À la veille du long week-end de l’Ascension, l’un des plus chargés de l’année sur les routes, la Fondation Vinci Autoroutes publie les résultats de son 16e « Baromètre de la conduite responsable ». Réalisée par Ipsos auprès de 12 100 personnes dans 11 pays européens*, cette vaste enquête annuelle dresse un état des lieux des comportements et représentations des Européens au volant. Elle permet de suivre l’évolution des conduites à risque et des bonnes pratiques pour contribuer notamment à mieux orienter les messages de prévention, dans un contexte marqué par une augmentation du nombre de tués sur les routes en 2025, avec 3 600 personnes décédées (+2,1 %). Quelques conclusions émanent de cette enquête, que voici :
- Des comportements à risque persistants qui confirment une sous-estimation des dangers : 88 % des conducteurs français déclarent dépasser de quelques kilomètres/heures la limitation de vitesse indiquée ; 35 % déclarent qu’il leur arrive de prendre le volant alors qu’ils se sentent très fatigués.
- L’ultra-connectivité impacte l’attention des automobilistes au mépris de la sécurité : 62 % téléphonent au volant et 36 % utilisent des applications pour signaler un événement aux autres.

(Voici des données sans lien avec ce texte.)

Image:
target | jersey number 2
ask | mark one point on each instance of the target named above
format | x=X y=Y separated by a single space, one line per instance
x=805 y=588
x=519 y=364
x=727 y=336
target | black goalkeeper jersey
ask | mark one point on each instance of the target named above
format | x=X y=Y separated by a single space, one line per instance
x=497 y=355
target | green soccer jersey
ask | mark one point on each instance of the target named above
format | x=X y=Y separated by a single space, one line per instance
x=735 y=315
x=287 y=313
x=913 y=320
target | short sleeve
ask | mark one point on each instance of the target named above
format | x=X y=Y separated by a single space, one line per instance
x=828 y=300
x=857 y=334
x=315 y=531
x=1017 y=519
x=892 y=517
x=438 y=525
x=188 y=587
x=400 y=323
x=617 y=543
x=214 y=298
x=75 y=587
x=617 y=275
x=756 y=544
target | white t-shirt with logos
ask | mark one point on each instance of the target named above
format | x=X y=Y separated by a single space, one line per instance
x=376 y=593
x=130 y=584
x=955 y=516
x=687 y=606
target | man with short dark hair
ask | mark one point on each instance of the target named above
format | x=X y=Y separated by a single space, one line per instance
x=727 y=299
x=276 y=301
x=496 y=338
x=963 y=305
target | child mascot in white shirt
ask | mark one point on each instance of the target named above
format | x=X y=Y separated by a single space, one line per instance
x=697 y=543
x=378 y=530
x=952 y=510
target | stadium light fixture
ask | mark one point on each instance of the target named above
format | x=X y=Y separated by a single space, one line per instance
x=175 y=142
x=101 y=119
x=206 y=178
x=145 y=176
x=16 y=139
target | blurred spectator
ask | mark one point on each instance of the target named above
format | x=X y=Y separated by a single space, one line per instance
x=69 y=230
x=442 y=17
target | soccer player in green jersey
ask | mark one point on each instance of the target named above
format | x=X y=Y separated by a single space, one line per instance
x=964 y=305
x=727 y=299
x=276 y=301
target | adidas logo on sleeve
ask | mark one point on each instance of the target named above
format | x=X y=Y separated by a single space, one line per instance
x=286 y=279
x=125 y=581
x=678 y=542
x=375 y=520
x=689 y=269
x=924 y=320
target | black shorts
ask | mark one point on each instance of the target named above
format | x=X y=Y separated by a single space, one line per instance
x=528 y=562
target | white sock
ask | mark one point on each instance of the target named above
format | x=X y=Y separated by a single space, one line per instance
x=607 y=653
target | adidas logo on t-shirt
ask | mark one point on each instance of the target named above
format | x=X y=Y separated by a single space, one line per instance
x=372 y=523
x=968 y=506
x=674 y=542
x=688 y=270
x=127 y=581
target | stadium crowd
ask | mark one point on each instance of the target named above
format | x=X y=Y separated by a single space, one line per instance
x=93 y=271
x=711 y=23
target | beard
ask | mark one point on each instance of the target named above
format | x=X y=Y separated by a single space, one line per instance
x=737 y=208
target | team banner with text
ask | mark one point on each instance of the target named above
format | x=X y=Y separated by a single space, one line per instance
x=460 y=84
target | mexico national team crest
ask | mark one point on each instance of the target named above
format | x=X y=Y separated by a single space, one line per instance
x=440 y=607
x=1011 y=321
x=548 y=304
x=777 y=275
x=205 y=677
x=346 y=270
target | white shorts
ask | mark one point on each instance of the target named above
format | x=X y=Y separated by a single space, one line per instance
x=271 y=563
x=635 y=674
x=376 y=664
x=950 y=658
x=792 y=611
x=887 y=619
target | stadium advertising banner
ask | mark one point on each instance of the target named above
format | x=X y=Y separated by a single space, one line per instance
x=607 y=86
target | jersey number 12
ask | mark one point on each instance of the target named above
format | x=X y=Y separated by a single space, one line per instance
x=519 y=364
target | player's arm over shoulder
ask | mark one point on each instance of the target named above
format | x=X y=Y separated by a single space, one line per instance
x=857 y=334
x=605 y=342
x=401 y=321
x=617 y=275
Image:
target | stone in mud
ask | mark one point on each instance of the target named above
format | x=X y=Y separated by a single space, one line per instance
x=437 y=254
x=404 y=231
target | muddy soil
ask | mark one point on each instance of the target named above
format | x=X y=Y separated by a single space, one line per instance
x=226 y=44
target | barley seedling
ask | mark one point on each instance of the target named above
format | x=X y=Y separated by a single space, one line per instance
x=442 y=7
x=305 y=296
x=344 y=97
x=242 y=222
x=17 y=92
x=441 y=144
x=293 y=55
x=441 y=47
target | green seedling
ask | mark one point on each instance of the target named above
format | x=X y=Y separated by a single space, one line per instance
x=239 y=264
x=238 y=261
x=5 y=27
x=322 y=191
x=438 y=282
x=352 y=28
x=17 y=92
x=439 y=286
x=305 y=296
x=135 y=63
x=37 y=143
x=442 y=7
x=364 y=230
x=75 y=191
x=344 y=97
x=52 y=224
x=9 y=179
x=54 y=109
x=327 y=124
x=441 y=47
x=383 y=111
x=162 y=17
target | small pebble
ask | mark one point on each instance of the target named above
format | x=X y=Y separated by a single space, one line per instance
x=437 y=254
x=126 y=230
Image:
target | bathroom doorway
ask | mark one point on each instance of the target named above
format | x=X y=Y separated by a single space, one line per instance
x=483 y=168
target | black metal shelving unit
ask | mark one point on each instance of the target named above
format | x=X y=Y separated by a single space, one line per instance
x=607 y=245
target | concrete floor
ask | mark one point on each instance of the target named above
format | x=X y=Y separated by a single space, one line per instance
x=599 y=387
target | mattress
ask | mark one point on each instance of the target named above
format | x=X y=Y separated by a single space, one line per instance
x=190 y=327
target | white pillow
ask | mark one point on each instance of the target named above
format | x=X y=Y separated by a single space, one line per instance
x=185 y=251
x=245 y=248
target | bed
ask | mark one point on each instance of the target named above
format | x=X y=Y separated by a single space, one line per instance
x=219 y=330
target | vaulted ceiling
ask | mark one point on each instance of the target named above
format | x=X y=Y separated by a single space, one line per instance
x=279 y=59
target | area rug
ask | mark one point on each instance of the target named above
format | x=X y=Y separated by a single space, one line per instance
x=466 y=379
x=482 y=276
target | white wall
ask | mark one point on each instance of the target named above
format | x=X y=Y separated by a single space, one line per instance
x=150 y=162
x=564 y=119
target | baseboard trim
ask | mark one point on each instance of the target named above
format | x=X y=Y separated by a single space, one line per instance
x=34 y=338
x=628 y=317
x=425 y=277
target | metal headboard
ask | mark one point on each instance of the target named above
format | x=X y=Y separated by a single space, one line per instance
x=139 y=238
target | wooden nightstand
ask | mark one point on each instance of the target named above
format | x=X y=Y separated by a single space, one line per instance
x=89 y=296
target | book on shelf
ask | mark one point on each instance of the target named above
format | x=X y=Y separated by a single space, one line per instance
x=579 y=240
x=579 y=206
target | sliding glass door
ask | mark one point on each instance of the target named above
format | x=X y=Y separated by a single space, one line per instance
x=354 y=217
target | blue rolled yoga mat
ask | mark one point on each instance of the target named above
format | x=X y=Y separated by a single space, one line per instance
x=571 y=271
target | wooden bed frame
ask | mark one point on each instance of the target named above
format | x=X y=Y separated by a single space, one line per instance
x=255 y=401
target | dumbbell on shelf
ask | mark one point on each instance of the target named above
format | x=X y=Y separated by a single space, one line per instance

- L’autosatisfaction des conducteurs – « le problème c’est les autres » : 71 % décrivent négativement le comportement des autres conducteurs alors qu’ils sont 98 % à juger positivement leur conduite.
- Les jeunes conducteurs de 16 à 24 ans largement sur-représentés dans les comportements à risque : 49 % envoient ou lisent des SMS (vs. 29 % des conducteurs en général) ou des mails et 6 % d’entre eux conduisent en ayant consommé des drogues — cocaïne, ecstasy, etc. — (vs. 2 % des conducteurs en général). Des chiffres à mettre en parallèle avec la mortalité importante des 18-24 ans sur la route (16 %).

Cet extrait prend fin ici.